I recently experienced two experiences (one from the far past) where the critics make a key error – not asking questions to me or involving/collaborating with the source/author/me. It wasn’t worth “retaliating” with a reply because it didn’t matter (my best friend reminded me of that). It felt very freeing not to respond even though I was justified, righteous, or positive in my part. Collaboration promotes a detailed understanding, but we have to discern if the other party is even interested. If they are not even interesting in asking questions to me or involving/collaborating with me, then it’s pretty likely that they are not interested or have some other agenda. We have to be honest with ourselves as well. Do I want to converse with this person? That doesn't mean looking them up on Facebook, but going to the Father in pray, using God's gift of the Holy Spirit, and reflecting on Jesus' amazing life examples. It’s a tough emotional road, but genuine care to make each other better is what criticism is all about. That true caring heart comes through to others in more ways than I could ever imagine.
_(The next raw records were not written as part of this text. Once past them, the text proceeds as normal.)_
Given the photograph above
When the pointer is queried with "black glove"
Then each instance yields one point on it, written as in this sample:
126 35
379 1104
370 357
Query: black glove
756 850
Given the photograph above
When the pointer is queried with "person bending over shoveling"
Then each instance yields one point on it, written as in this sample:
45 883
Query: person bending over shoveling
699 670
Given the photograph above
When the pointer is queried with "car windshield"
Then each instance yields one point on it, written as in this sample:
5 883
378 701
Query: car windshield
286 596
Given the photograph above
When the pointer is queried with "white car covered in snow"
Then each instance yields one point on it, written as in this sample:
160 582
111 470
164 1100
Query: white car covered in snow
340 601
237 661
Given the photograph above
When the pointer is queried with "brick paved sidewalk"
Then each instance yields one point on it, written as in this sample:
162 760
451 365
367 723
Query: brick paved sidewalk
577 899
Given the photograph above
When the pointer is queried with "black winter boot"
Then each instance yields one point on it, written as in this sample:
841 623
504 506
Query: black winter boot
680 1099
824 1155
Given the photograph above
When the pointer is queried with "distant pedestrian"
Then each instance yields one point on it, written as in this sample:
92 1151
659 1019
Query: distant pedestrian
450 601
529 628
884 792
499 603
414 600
I enjoy how God is using criticism in my life and he continually refines me. Eroding my defenses, refining my logic, improving my skills, and collaborating with others continues as my heart is much less hardened to the point where my first reaction is to love and consider the critic and the person doing the criticism. It's not complicated anymore. It's so simple. I make my points calmly and collectively. My responses are points/general and my gratitude is genuine then I can let go, unless the person wants to get in touch with me and learn more. "There is no way you would say that to me if we met face-to-face" was one of my past responses that is shameful to me now. I don't have that knowledge in the first place and I should not have used it under the guise of an underhanded threat to the other person. In my heart I feel it should not bother me see or talk to anyone I have interacted with in the past because then I will be fully walking in Jesus' footsteps.